Prefer Functions for scalable event-driven work; WebJobs for simple co-deployment.
Schedule via CRON expressions in settings.
Monitor job logs in Kudu/LogFiles.

Quick FAQ (10)

Continuous vs. triggered? Continuous runs always; triggered by schedule or on demand.
Language? C#, Node, Python supported.
Isolation? Jobs share the plan with the web app.
Long tasks? Use Functions or separate worker plan.
Retry? Implement retry logic in the job code.
Job secrets? Use Key Vault/MSI.
Scale? Follows the plan scaling.
Debug? Kudu console + logs.
Deploy? Zip deploy with App_Data/jobs structure.
Timers? CRON format in settings.

28) Compliance & Security Standards

App Service supports enterprise compliance needs (ISO, SOC, HIPAA, GDPR, PCI DSS). Combine with secure network patterns and identity controls.

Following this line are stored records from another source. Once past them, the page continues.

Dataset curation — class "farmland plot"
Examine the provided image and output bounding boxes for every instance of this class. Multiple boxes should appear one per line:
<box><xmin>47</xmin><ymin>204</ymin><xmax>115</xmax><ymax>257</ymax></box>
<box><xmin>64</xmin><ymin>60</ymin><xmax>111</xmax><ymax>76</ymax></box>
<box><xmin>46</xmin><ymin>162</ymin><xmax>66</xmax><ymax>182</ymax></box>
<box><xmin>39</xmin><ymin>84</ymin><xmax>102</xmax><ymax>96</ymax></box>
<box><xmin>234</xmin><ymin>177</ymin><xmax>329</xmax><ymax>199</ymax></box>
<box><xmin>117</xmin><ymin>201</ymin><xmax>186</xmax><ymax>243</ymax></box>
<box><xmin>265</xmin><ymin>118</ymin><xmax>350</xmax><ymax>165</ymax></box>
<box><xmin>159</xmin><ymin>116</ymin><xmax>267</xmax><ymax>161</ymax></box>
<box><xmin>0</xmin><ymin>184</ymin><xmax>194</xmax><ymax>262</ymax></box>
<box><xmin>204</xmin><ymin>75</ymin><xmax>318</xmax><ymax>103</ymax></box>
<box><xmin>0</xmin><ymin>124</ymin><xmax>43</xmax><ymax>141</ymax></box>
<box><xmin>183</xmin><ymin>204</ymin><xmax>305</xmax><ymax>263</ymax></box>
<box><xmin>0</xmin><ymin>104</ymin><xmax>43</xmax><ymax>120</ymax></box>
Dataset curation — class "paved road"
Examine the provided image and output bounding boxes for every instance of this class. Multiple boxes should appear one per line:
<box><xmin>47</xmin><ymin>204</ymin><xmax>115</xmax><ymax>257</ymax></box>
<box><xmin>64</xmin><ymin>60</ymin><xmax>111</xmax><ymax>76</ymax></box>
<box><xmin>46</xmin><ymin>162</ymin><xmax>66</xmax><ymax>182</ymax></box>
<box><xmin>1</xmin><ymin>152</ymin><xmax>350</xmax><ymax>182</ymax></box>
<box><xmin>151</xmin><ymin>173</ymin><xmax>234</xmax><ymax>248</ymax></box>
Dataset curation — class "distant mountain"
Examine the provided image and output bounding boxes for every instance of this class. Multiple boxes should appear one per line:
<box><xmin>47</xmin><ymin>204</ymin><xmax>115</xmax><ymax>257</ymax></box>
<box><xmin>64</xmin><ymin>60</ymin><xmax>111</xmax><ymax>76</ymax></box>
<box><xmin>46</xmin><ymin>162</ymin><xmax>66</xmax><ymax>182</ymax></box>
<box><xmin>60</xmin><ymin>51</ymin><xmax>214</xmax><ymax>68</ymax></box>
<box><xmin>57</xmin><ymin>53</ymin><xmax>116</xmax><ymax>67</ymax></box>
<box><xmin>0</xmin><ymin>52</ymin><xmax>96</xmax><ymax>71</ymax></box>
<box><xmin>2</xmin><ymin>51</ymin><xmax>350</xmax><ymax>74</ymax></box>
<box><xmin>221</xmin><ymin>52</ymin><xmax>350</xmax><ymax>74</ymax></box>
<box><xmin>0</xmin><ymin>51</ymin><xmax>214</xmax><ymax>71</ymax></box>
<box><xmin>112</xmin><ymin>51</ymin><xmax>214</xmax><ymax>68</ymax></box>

Security Controls Checklist

Private endpoints + VNet egress.
Managed Identity + Key Vault.
WAF at edge (Front Door or AppGW).
Threat detection with Defender for Cloud.
Code scanning (SAST/DAST) in CI.

Quick FAQ (10)

Pen tests? Follow Microsoft cloud pen guidance.
Data residency? Choose regions that meet policy.
PII? Classify and encrypt at rest/in transit.
Keys? Store only in Key Vault.
Access reviews? Use Entra access reviews and PIM.
Audit? Enable diagnostic logs to Log Analytics.
WAF mode? Start in detection, move to prevention.
Least privilege? Adopt RBAC at resource scopes.
Dependency risks? SBOM + vulnerability scans.
Secrets sprawl? Managed Identity first; no keys.

29) Cost Optimization

Keep performance high and bills low with right-sizing, autoscale, and off-hours shutdown.

PowerShell: Stop Dev Plan Overnight

Stop-AzAppServicePlan -Name asp-dev -ResourceGroupName rg-dev
# In an Automation Account, schedule nightly stop and morning start.

Key Points

Consolidate low-traffic apps on a shared plan.
Split noisy apps into dedicated plans.
Use App Insights sampling to control telemetry cost.

Quick FAQ (10)

Budget alerts? Yes via Cost Management.
Right-size? Review CPU/mem 95th percentiles.
Off-hours? Stop non-prod plans automatically.
Logs cost? Set retention and sampling.
Front Door egress? Cache to reduce origin egress.
Containers size? Use small base images.
Dev/test offers? Leverage dev/test pricing.
Autoscale caps? Set max to prevent bill shock.
SQL cost? Choose serverless or scale down.
Storage tiers? Lifecycle older blobs to cool/archive.

30) Deep Integration with Azure Services

App Service natively connects with Azure SQL Database, Azure Storage, Key Vault, Service Bus, Event Grid, and Logic Apps—compose reliable, event-driven architectures.

Key Points

Use Event Grid for webhooks and reactive patterns.
Service Bus for reliable, ordered, transactional messaging.
Logic Apps for no-code/low-code integrations and workflows.

Quick FAQ (10)

Queue choice? Service Bus for enterprise messaging; Storage Queues for simple use cases.
Triggers? Event Grid for push; Functions for handlers.
Key rotation? Use Key Vault and Managed Identity.
File handling? Store in Blob; process via Functions.
Webhooks? Secure with validation tokens/signatures.
Saga pattern? Durable Functions or orchestrators.
Retries? Use policies/queues with DLQs.
Observability? Centralize logs/metrics/traces.
Governance? Tags, policies, blueprints.
SBOM/legal? Track third-party licenses.